GMC introduced the second generation of the midsize Canyon pickup in 2015, still in production today. Sales of the 2018 Canyon inched up a tiny bit over 2017, but the model rivals VW’s Golf SportWagen and Fiat’s 500L in lot longevity. GMC is sticking with this generation a while longer, with the 2019 models boasting only a few infotainment and tech changes.

Source: David McNew / Getty Images

23. Volkswagen Golf SportWagen
> Avg. days on lot: 130.6
> 2018 sales: 14,123
> 2017 sales: 26,700
> Starting at: $21,895

Maybe Volkswagen buyers didn’t get the memo that wagon sales have been climbing over the past five years.

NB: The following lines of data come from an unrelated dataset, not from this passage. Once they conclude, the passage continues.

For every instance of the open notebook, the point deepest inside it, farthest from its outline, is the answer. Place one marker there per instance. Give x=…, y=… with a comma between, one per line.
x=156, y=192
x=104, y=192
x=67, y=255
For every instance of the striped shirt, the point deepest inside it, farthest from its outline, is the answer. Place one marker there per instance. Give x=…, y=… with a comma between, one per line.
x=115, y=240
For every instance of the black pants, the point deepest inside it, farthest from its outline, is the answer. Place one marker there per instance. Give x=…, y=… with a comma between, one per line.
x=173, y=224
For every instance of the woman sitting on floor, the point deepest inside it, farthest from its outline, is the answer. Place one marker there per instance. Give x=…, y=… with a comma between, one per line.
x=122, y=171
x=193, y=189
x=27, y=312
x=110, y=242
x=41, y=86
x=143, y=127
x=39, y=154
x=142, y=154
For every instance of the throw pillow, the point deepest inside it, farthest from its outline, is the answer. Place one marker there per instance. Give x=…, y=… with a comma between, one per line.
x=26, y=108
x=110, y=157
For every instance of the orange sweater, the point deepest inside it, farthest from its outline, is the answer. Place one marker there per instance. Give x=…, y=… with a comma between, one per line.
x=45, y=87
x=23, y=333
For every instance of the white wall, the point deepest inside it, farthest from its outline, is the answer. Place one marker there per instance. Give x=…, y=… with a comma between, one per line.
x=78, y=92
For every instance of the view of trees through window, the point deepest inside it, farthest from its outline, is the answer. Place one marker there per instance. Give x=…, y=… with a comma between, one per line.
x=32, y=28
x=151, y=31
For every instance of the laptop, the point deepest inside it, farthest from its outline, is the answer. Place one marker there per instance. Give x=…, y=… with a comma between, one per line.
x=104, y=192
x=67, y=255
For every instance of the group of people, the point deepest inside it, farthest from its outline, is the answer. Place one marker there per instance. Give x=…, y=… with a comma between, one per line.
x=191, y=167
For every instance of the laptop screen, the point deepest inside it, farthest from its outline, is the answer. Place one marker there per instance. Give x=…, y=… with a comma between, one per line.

Sales of the Golf SportWagen declined from 26,700 in 2017 to 14,123 in 2018. Volkswagen clearly overestimated demand, and Golf SportWagens sit on dealer lots for over four months. The SportWagen has the reputation of riding and handling like a car, with the cargo space of a small SUV. What’s not to like? Perhaps potential buyers are waiting for a refresh or redesign of this first-generation vehicle introduced in 2015.

Source: David McNew / Getty Images

22. Fiat 500X
> Avg. days on lot: 130.7
> 2018 sales: 5,223
> 2017 sales: 7,665
> Starting at: $19,995

Poor Fiat, the maker is occupying a sizable chunk of this list with four models, from the sublimely sporty Spider (No. 16) to the ridiculously poor-selling 500L (No. 9). The subcompact 500X crossover spends an average of 130.7 days on the lot before finding a home. This petite cutie offers standard all-wheel drive and good safety features but falls short on reliability, resale value, and elbow room.